The EMA said in statement it had cleared the Halix production site in the Netherlands that makes the AstraZeneca vaccine and a facility in Marburg in Germany producing BioNTech/Pfizer shots.
The European Union has blamed massive shortfalls of AstraZeneca doses for the slow roll-out of vaccines across the bloc, while BioNTech/Pfizer has plans to sharply increase its deliveries in the second quarter.
European Internal Markets Commissioner Thierry Breton said vaccines produced by AstraZeneca within the bloc would stay there until the company returns to fulfilling its delivery commitments.
His comments echoed those of Commission President Ursula von der Leyen after a video conference summit of EU leaders on Thursday. Of 300 million doses due to be delivered to EU countries by the end of June, AstraZeneca aims to deliver only 100 million.
AstraZeneca’s request to the EMA for authorisation of its Dutch plant run by subcontractor Halix was only confirmed on Wednesday by EU Health Commissioner Stella Kyriakides.
It is not clear why the request only came now despite Halix being listed as a supplier in the company’s contract with the European Union in August. AstraZeneca has declined to comment on the timing, but said Halix is a relatively small part of its vaccine supply chain. Halix says its monthly production is about 5 million doses.
Kyriakides said she expected vaccines from this plant to be delivered to EU countries in the coming days as part of AstraZeneca’s commitment to EU citizens.
It is also unclear whether the approval of Halix will allow the distribution of 16 million doses of AstraZeneca vaccines seized this week by the Italian authorities, and which AstraZeneca said were waiting approval before being shipped to EU countries. AstraZeneca declined to comment on this.
If the doses seized in Italy were manufactured at Halix, as European Union sources had suspected, the green light for the site would mean the batch is cleared for use.
Under an AstraZeneca internal schedule dated March 10 and seen by Reuters, the company expected to deliver to the EU nearly 10 million doses of vaccines next week, a third of its entire supply to the EU so far.

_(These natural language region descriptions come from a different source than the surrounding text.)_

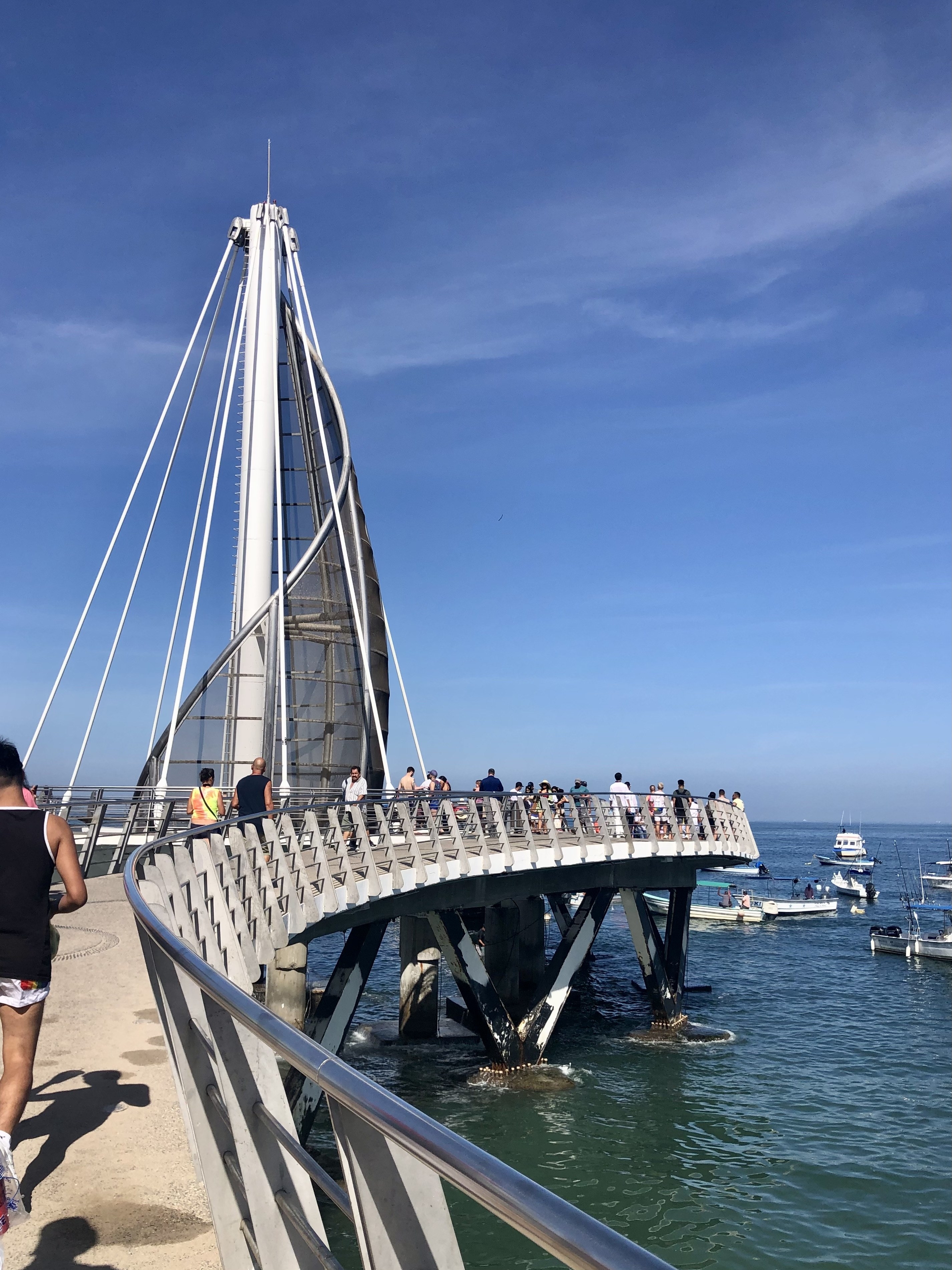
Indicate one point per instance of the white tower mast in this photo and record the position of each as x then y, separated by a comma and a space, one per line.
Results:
253, 578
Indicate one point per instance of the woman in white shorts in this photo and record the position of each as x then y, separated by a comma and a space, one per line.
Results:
32, 844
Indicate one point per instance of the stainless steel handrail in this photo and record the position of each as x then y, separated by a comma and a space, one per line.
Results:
555, 1225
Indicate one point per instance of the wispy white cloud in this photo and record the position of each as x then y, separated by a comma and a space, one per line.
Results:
41, 340
563, 261
657, 326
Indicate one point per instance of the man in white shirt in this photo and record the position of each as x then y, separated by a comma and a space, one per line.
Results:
355, 788
355, 792
621, 793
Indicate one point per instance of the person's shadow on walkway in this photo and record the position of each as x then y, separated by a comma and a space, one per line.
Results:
68, 1237
70, 1115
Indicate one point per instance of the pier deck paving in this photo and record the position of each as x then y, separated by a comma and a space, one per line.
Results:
102, 1148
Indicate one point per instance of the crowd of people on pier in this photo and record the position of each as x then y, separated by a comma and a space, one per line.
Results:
666, 812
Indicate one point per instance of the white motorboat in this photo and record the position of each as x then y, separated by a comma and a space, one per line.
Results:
740, 870
701, 912
941, 881
852, 888
798, 907
850, 846
937, 946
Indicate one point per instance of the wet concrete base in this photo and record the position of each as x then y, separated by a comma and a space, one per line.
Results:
680, 1034
386, 1032
531, 1079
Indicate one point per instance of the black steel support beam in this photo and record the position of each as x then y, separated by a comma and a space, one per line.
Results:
560, 912
539, 1023
329, 1023
483, 1003
664, 991
676, 941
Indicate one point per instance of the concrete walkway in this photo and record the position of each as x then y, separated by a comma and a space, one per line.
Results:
102, 1150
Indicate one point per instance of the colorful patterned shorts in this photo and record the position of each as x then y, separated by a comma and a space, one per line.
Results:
22, 992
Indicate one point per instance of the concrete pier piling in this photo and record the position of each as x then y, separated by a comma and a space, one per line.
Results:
286, 987
419, 980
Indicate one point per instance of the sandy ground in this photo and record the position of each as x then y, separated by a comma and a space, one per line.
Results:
101, 1150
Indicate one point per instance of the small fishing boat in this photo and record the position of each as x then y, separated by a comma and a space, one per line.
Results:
864, 867
937, 945
809, 905
940, 881
799, 907
852, 888
716, 912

The supply forecast hinged on the approval of the Halix site, the document said.
MAJOR PFIZER-BIONTECH RAMP-UP
Italian Prime Minister Mario Draghi reiterated on Friday his threat to put export blocks on companies that failed to honour vaccine delivery commitments, and ruled out getting into trade disputes with countries such as Britain over supplies.

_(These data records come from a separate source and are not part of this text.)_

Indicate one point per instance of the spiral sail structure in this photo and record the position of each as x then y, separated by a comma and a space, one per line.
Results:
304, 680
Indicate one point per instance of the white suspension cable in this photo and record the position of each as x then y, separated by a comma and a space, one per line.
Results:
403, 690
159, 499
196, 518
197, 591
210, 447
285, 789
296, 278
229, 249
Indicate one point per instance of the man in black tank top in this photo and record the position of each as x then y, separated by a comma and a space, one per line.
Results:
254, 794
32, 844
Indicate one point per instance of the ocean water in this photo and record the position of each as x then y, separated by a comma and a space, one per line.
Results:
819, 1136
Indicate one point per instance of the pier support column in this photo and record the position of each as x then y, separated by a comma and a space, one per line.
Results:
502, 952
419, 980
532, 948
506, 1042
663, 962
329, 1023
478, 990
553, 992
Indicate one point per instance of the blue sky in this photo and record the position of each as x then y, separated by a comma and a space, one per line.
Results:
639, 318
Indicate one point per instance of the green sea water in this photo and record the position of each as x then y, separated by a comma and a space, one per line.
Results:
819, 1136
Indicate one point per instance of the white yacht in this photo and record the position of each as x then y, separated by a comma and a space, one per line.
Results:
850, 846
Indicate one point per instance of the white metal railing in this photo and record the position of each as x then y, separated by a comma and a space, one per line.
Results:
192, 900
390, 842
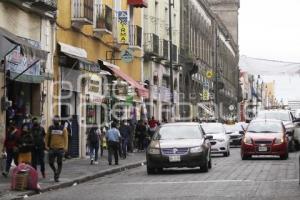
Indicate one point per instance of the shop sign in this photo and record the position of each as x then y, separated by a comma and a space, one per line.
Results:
127, 55
123, 27
205, 95
18, 63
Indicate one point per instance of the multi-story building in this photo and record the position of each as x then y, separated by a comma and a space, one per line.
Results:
157, 56
27, 36
209, 58
98, 64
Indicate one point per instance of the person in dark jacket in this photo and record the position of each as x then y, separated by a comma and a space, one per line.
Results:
141, 134
25, 145
125, 135
10, 146
94, 143
38, 154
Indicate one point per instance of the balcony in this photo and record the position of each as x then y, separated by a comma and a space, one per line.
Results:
151, 44
135, 36
82, 12
104, 19
174, 53
164, 50
138, 3
45, 5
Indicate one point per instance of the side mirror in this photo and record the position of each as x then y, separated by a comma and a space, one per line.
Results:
242, 132
209, 137
297, 120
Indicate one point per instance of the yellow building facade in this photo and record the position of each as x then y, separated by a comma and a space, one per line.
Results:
88, 48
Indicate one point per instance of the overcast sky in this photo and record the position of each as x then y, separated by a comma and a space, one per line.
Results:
270, 29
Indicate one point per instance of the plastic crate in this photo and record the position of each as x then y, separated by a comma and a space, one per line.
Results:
21, 181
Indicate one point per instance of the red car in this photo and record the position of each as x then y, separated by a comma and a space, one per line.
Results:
265, 137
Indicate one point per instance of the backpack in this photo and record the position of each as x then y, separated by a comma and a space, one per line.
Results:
93, 135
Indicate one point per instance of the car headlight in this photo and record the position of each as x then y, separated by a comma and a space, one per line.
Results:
196, 150
279, 140
247, 140
154, 151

“I don’t want to go into details and without naming names, but one has the impression that some companies deliberately sold the doses two or three times,” he said with a laugh, and without elaborating.
Draghi said he expected at least 4 million more vaccine doses to get to Italy before the end of the month, with production slowly being ramped up in various sites.

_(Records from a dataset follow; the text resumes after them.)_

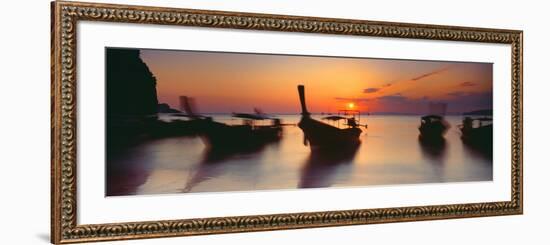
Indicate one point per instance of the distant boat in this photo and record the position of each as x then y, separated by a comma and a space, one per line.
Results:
432, 127
477, 132
322, 135
249, 135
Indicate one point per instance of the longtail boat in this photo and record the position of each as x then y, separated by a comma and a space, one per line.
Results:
250, 134
322, 135
478, 132
432, 128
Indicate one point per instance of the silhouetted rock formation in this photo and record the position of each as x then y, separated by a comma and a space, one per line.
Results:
131, 87
131, 99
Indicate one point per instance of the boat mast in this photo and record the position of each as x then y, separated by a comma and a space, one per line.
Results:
301, 92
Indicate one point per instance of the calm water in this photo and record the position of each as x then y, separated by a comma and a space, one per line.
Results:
390, 154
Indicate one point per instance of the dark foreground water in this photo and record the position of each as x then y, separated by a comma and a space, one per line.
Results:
390, 154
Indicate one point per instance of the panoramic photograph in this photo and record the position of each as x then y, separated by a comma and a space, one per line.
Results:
182, 121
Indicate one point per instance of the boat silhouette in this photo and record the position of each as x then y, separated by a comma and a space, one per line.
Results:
478, 133
325, 136
432, 128
248, 135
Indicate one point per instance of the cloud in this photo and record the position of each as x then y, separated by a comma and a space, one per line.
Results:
370, 90
459, 94
351, 99
467, 84
429, 74
393, 98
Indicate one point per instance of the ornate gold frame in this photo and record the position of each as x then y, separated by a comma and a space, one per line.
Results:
65, 15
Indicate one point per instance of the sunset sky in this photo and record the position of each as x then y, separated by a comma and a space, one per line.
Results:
236, 82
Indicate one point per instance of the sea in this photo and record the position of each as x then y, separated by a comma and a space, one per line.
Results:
390, 153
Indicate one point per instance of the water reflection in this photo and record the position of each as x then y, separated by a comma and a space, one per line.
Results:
126, 172
484, 152
216, 161
323, 166
387, 156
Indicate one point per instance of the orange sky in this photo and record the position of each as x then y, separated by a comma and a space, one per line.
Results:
236, 82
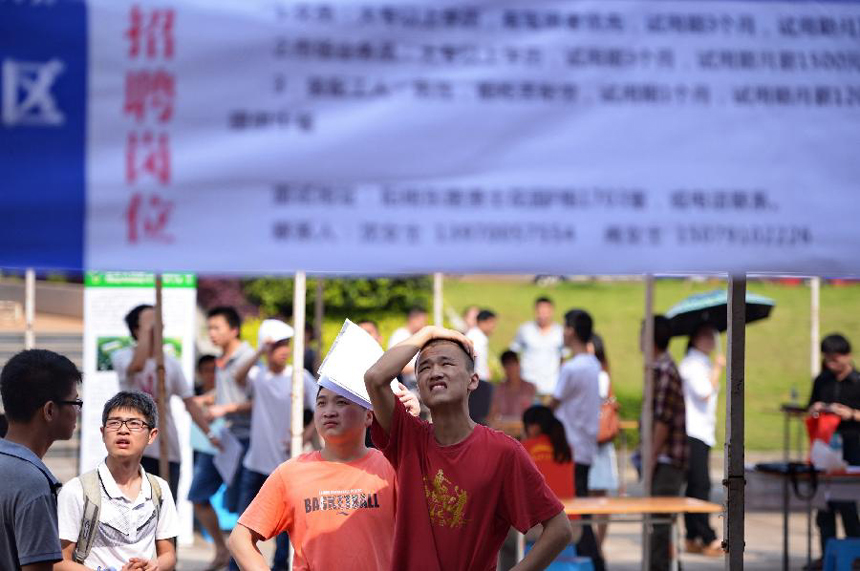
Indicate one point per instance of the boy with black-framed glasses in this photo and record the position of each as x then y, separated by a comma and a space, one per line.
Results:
117, 517
39, 390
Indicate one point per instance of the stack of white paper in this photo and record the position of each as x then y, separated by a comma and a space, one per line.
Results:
351, 355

Underscoring the growing output capacity, the EU’s drugs regulator also granted German biotech firm BioNTech approval for the use of COVID-19 vaccines produced at its new site in Marburg.
BioNTech launched production in February at the site, which it purchased from Novartis last year. The firm said on Friday the Marburg site had an annual capacity of 1 billion doses, up from 750 million doses flagged previously.
That makes it a key element of BioNTech and partner Pfizer’s global delivery plans of 2.3 billion to 2.4 billion doses this year.
The first batches of vaccines manufactured at the Marburg site are expected to be delivered in the second half of April.
Kyriakides called the approval “very good news” that should enable the expected acceleration of production and deliveries.